クレオソートは、木材や石油などの炭素系物質が燃焼するときに煙と共に生成される残留物です。燃焼する材料により組成は異なり、木材が燃えると木クレオソート、石炭や天然ガスが燃えると石炭タール系クレオソートが生成されます。高濃度に曝露すると、口腔や胃のやけど、腎臓・肝臓・肺・脳への障害、皮膚や目への刺激を引き起こすことがあります。

職場での安全対策

クレオソートは、鉄道枕木の防腐処理や石炭・鉱物の採掘現場で作業者が接触することがあります。米国労働安全衛生局(OSHA)は、8時間労働日あたり空気中の石炭タール系クレオソート濃度を0.2 mg/m³に制限しています。また、1ポンド(約0.45 kg)以上のクレオソートが漏出した場合は、米国環境保護庁(EPA)へ報告する義務があります。
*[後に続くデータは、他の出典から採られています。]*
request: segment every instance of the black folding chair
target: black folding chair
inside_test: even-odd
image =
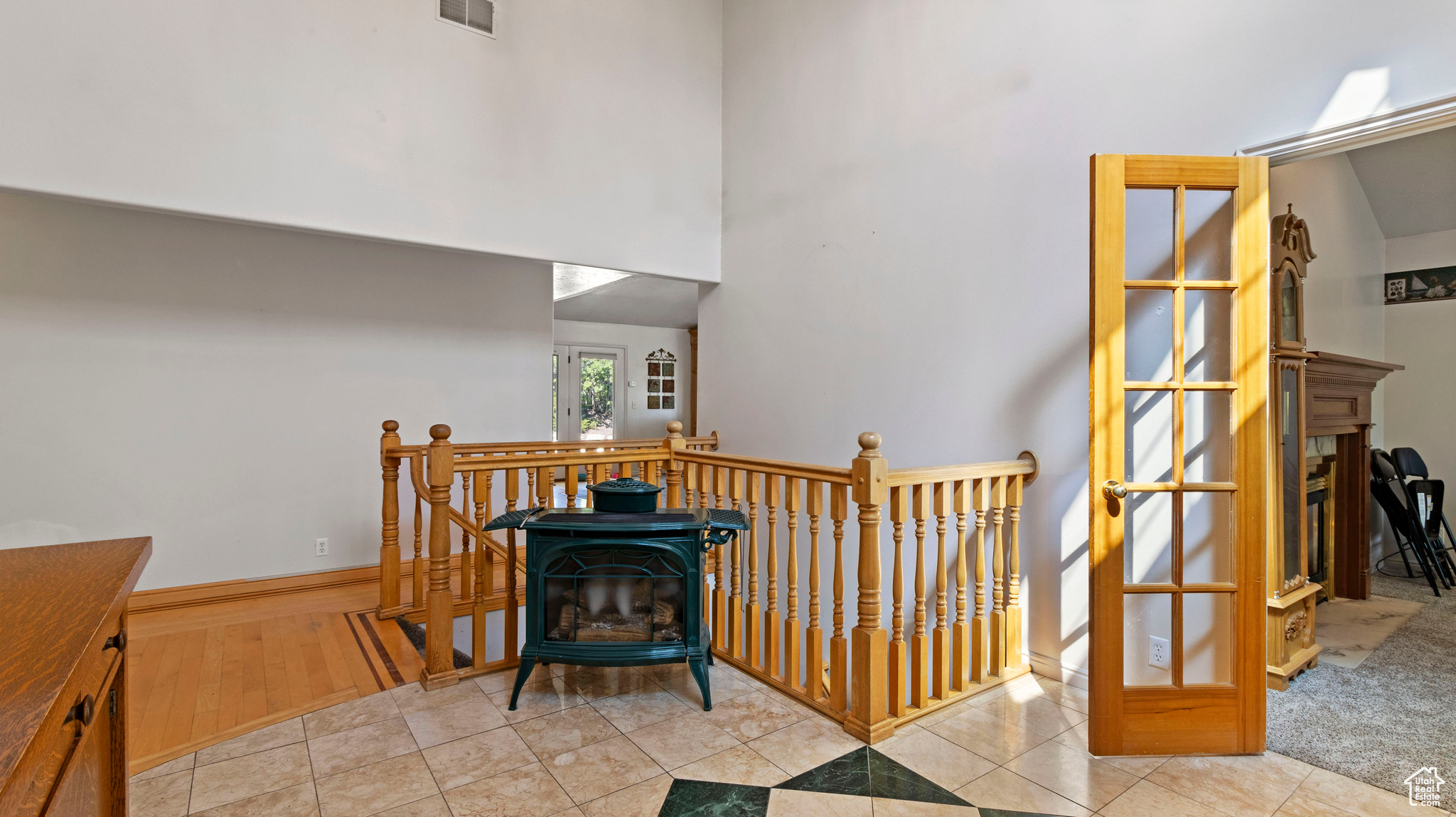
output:
[[[1431,480],[1431,472],[1425,468],[1425,459],[1421,459],[1421,455],[1417,454],[1414,448],[1392,448],[1390,464],[1395,465],[1395,472],[1399,474],[1401,481],[1406,484],[1408,491],[1415,487],[1417,481]],[[1441,480],[1434,481],[1441,483]],[[1444,490],[1443,483],[1440,491],[1444,494]],[[1417,512],[1418,510],[1420,507],[1417,507]],[[1427,532],[1427,536],[1431,539],[1431,544],[1436,545],[1436,551],[1441,557],[1447,570],[1456,574],[1456,561],[1452,560],[1452,554],[1456,552],[1456,536],[1452,535],[1452,523],[1446,519],[1446,512],[1439,504],[1433,520],[1439,520],[1440,525],[1428,525],[1431,531]],[[1441,529],[1446,531],[1444,541],[1441,541]]]
[[[1436,586],[1436,580],[1450,590],[1452,583],[1446,576],[1446,571],[1439,567],[1439,560],[1436,557],[1434,548],[1430,539],[1425,536],[1425,526],[1417,522],[1415,512],[1411,507],[1411,497],[1406,491],[1405,481],[1401,480],[1395,470],[1395,464],[1385,451],[1379,448],[1370,451],[1370,493],[1374,494],[1376,502],[1385,510],[1385,516],[1390,520],[1390,528],[1395,531],[1396,552],[1389,554],[1376,563],[1376,570],[1385,573],[1386,576],[1395,576],[1393,573],[1386,573],[1383,566],[1388,560],[1401,557],[1405,563],[1405,574],[1409,579],[1417,576],[1424,576],[1425,581],[1431,586],[1431,593],[1437,596],[1441,595],[1440,587]],[[1420,564],[1420,573],[1411,566],[1411,560],[1406,552],[1415,557],[1417,564]]]

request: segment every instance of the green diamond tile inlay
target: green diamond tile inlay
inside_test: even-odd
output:
[[[869,753],[856,749],[773,788],[869,797]]]
[[[764,817],[769,789],[708,781],[673,781],[658,817]]]
[[[890,800],[914,800],[919,802],[941,802],[945,805],[970,805],[945,786],[933,784],[894,757],[865,747],[869,754],[869,795]]]
[[[836,757],[823,766],[815,766],[773,788],[970,805],[904,763],[868,746]]]

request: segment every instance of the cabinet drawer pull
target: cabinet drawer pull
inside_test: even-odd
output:
[[[80,721],[83,727],[89,727],[95,717],[96,699],[87,695],[82,698],[80,704],[71,707],[71,711],[66,715],[66,723]]]
[[[116,651],[125,650],[127,648],[127,631],[125,629],[116,631],[116,634],[112,635],[111,638],[108,638],[106,643],[100,645],[100,648],[102,650],[116,650]]]

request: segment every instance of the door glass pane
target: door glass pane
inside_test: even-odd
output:
[[[1233,581],[1233,494],[1184,491],[1184,584]]]
[[[1174,192],[1127,190],[1127,281],[1174,279]]]
[[[1280,340],[1299,343],[1299,294],[1294,289],[1294,270],[1284,270],[1284,282],[1278,288]]]
[[[1305,446],[1299,439],[1299,372],[1278,369],[1280,481],[1284,500],[1284,581],[1300,576],[1299,520],[1305,513]]]
[[[1229,281],[1233,192],[1184,190],[1184,281]]]
[[[1232,393],[1184,393],[1184,481],[1233,481]]]
[[[1233,292],[1188,289],[1184,294],[1184,379],[1233,379]]]
[[[1232,683],[1233,593],[1184,593],[1182,602],[1184,683]]]
[[[614,439],[616,358],[581,356],[581,439]]]
[[[1123,522],[1123,581],[1127,584],[1172,584],[1174,581],[1174,494],[1127,494]]]
[[[1123,685],[1171,686],[1174,682],[1172,593],[1123,595]],[[1158,641],[1155,641],[1155,638]],[[1158,661],[1162,666],[1153,666]]]
[[[1130,390],[1123,417],[1123,478],[1128,483],[1172,481],[1174,393]]]
[[[1174,379],[1174,294],[1128,289],[1125,321],[1127,379]]]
作業後は必ずシャワーで洗い流すことが推奨されます。

応急処置

  • 皮膚に付着した場合:石鹸と流水で十分に洗い流す。
  • 目に入った場合:こすらず、たっぷりの冷水で数分間洗浄する。
  • 吸入した場合:すぐにその場から離れ、必要に応じて酸素吸入などの医療処置を受ける。
  • 誤飲した場合:口をすすぎ、症状が出たら医師の診察を受ける。

煙突での安全対策

木材を燃やす暖炉やストーブの煙道にクレオソートが付着すると、煙突内部が高温で燃焼しやすくなり、火災リスクが大幅に上昇します。クレオソートは高温で燃えるため、燃焼が制御できなくなると建物全体に被害が及ぶ恐れがあります。木材燃焼設備を使用する場合は、定期的に煙突を清掃し、クレオソートの堆積を防ぎましょう。

住宅周辺での安全対策

近隣に木質・石炭発電所や工場がある地域では、外部環境中にクレオソートが拡散することがあります。屋外で遊ぶ際は、長袖・長ズボンを着用し、皮膚への直接接触を避けましょう。また、これらの地域の水源や雨水で遊ぶことは控えることが推奨されます。